Search code examples

Empty string with length > 0 in R

I got a weird case in my dataframe while working with emojis in R. I want to delete all emojis for a sentiment analysis. When I do this I got some cases, where the string should be empty, but isn't. What is the problem? I would like to replace empty fields with NA. Here a little example:


df <- data.frame(x = c("test","♥️♥️🙌♥"))


df_new <- df |>
  mutate(x = str_remove_all(x, "[[:emoji:]]"))

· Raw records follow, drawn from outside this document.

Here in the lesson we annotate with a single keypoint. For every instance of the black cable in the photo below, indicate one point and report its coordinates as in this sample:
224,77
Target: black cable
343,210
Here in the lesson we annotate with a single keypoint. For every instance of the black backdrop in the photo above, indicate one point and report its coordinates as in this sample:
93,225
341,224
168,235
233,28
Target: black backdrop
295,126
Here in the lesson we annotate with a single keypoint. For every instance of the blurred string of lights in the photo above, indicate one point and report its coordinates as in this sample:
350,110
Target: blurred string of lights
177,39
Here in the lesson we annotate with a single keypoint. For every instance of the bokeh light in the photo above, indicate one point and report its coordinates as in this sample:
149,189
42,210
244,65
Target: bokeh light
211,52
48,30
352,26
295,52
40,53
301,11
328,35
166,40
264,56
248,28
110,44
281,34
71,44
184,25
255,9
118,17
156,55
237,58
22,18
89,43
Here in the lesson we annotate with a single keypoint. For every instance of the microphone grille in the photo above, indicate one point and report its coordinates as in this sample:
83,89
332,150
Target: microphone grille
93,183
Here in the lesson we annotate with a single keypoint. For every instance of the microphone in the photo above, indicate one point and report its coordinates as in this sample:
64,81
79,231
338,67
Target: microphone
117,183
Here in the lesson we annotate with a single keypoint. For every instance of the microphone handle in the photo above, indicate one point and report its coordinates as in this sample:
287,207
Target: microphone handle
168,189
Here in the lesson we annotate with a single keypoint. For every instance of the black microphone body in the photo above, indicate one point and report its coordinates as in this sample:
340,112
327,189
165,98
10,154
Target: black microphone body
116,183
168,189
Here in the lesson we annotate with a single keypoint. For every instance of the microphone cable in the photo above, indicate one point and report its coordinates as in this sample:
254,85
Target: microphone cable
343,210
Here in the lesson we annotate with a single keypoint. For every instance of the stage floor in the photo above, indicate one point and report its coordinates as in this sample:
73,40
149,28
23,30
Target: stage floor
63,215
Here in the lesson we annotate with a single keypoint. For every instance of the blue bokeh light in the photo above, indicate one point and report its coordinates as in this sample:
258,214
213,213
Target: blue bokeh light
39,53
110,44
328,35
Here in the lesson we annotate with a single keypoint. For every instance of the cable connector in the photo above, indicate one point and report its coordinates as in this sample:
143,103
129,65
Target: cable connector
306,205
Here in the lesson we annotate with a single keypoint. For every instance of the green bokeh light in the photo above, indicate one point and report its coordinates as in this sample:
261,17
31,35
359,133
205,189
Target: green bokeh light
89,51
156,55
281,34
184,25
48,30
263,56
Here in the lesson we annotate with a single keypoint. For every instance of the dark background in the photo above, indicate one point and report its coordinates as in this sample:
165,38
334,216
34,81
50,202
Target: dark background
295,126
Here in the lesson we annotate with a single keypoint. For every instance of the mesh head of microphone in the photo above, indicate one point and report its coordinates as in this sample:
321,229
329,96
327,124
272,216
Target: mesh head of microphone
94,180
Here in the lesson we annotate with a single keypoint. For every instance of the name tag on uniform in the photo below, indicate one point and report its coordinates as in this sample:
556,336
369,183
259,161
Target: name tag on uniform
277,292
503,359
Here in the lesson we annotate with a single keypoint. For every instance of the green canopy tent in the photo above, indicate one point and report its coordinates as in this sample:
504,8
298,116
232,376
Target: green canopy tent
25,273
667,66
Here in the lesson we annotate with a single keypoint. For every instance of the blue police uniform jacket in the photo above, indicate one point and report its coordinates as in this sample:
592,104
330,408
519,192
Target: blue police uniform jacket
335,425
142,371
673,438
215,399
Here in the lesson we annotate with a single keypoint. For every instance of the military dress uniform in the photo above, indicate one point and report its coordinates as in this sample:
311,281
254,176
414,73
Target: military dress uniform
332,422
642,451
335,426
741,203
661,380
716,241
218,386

Now I would like to use the following command, but this doesn't work, because the string is not empty.

tmp <- df_new |>
  mutate(x = na_if(x, ""))

What is the problem here and how I can solve this?

Thank you in advance,



  • If you want to remove all non-characters but support any language and if you already split up your x values as words you can simply do:

    df <- data.frame(x = c("test","♥️♥️🙌♥"))
    df %>%
      mutate(x = stri_extract_all(x, charclass = "\\p{L}"))
    1 test
    2   NA

    If you have strings with multiple words you can slightly adapt above and use this instead

    df <- data.frame(x = c("Ελλάδα means Greece ♥️ ️", "test","♥️♥️🙌♥"))
    df %>%
      group_by(x) %>%
      mutate(x = paste(stri_extract_all(x, charclass = "\\p{L}")[[1]], collapse = " "))
    1 Ελλάδα means Greece
    2 test           
    3 NA